One final observation about the decision-making process, which will perhaps strike a number of readers as counterintuitive: I have become convinced over the years that God is generally more concerned with the process than with the outcome of our leadership meetings, that the way we make decisions as a community of leaders is at least as important to God as the ultimate decisions we make.

I often find it quite difficult to discern God’s will for a given decision related to church planning and organization. Perhaps you have the same experience. While some decisions are clear-cut, I have become increasingly convinced that in most situations there are probably two or more viable alternatives, each of which would be pleasing to God. In still other situations, God likely has no preference at all.

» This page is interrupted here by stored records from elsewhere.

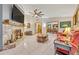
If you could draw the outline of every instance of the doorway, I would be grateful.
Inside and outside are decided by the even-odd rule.
[[[36,33],[42,33],[42,23],[37,22],[35,23]]]

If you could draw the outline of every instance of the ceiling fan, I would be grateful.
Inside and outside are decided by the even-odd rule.
[[[39,9],[34,9],[33,12],[29,12],[33,17],[42,17],[44,14]]]

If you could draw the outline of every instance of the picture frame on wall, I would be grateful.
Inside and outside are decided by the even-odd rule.
[[[60,22],[60,28],[71,27],[71,21]]]
[[[27,23],[27,28],[30,28],[30,23]]]

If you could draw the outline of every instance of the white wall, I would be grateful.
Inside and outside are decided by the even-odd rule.
[[[3,4],[3,20],[11,19],[12,4]]]
[[[73,25],[73,17],[54,17],[54,18],[42,18],[42,22],[53,22],[58,21],[59,23],[59,31],[64,30],[64,28],[60,28],[60,22],[62,21],[71,21],[71,26]]]
[[[27,26],[27,23],[30,23],[31,27],[30,28],[25,27],[24,31],[32,31],[32,33],[34,34],[35,33],[35,20],[36,19],[33,18],[32,16],[25,15],[24,24]]]

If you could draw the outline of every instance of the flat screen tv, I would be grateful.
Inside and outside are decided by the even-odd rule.
[[[15,5],[12,8],[12,20],[24,23],[24,15]]]

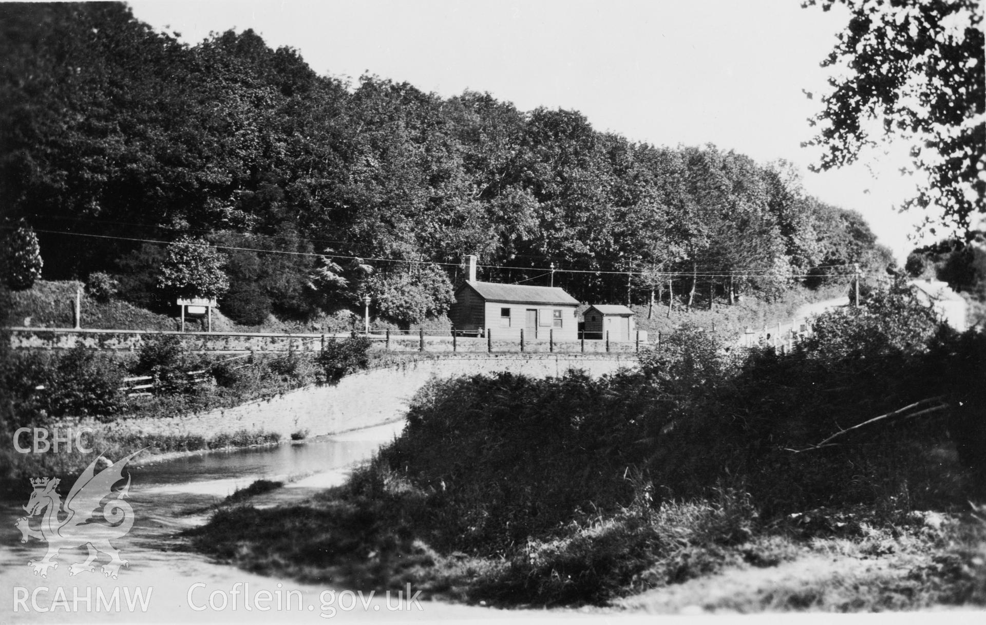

Persons who believe otherwise, and who seek vigilantly to ascertain God’s perfect will for every key decision, run the risk of completely missing a biblical reality that is indispensable to a team of leaders seeking to reach consensus on vexing and difficult issues: in contrast to the lack of clarity often associated with the decision itself, God’s will for the relational integrity of the process—individual humility, mutual respect, brotherly love—is crystal clear throughout the Scriptures.

It is, of course, quite Western to be preoccupied with outcome at the expense of process. But it is not biblical.

The upshot of all this for decision-making by consensus is that I am less and less inclined to confuse my personal convictions with the will of God on an issue, and I am increasingly willing to defer to group consensus when I represent the sole minority opinion at one of our Saturday planning meetings. My brothers on the board take the same approach. For we are quite confident that if OCF’s pastor-elders engage the process with integrity, God will be pleased with the outcome.